Amos Kendall

Amos Kendall ( born August 16, 1789 in Dunstable, Middlesex County, Massachusetts, † November 12, 1869 in Washington DC ) was an American politician who belonged to the cabinets of Presidents Andrew Jackson and Martin Van Buren as Postmaster General.

After attending the Lawrence Academy, a secondary school in Groton, until 1807, Amos Kendall studied at Dartmouth College. Then he got into the newspaper business: for instance, he was the chief editor of the Argus of Western America, the institution of progressive politicians in Kentucky, and the Washington Globe, which represented the policy of the Jackson administration. He worked closely with journalist Francis Preston Blair.

Although he was a member of the Democratic Party of Andrew Jackson, Kendall also cultivated relations with Henry Clay, the Whig party leaders and political enemy of Jackson. He taught Clays children and was, when he was dangerously ill, nursed back to health by his wife Lucretia.

About the Office of the Postmaster General also, which he took over in 1835 as the successor to William Taylor Barry, Amos Kendall is regarded by historians as the intellectual leader of the Jackson administration.
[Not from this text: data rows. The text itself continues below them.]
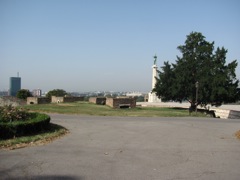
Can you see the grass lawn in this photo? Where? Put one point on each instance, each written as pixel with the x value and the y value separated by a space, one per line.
pixel 85 108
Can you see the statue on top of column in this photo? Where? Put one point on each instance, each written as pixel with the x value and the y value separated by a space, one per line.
pixel 155 60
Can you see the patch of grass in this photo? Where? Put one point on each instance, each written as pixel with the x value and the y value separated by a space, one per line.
pixel 85 108
pixel 237 134
pixel 55 131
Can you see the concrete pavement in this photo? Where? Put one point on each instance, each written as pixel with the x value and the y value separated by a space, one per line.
pixel 131 148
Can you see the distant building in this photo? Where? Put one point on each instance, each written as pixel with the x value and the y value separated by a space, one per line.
pixel 15 85
pixel 37 92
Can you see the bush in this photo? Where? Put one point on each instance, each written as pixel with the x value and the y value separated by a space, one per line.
pixel 34 123
pixel 10 113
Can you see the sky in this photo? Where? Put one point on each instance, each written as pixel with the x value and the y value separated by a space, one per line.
pixel 105 45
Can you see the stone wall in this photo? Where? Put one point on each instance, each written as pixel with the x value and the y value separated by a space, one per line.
pixel 56 99
pixel 121 102
pixel 98 100
pixel 38 100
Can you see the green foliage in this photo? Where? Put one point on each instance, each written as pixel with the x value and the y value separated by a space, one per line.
pixel 56 92
pixel 10 114
pixel 23 94
pixel 35 124
pixel 199 63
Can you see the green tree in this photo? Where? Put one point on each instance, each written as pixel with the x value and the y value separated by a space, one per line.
pixel 56 92
pixel 23 94
pixel 199 63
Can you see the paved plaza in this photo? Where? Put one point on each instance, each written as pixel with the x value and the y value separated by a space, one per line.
pixel 131 148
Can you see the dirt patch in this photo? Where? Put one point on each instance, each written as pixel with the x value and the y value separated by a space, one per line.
pixel 237 134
Special influence is attributed to him in terms of the transformation of the United States of an agriculturally -dominated republic to a market-oriented state.

1840 retired from Kendall from the government. As a philanthropist, he emerged again in 1857, when he founded a school in Washington, which became the Gallaudet University for deaf and hard of hearing students later.

As Amos Kendall died in 1869, he was the last surviving member of the cabinets of Andrew Jackson and Martin Van Buren. Named after him are the Kendall County in Illinois and the city of Kendall in New York State.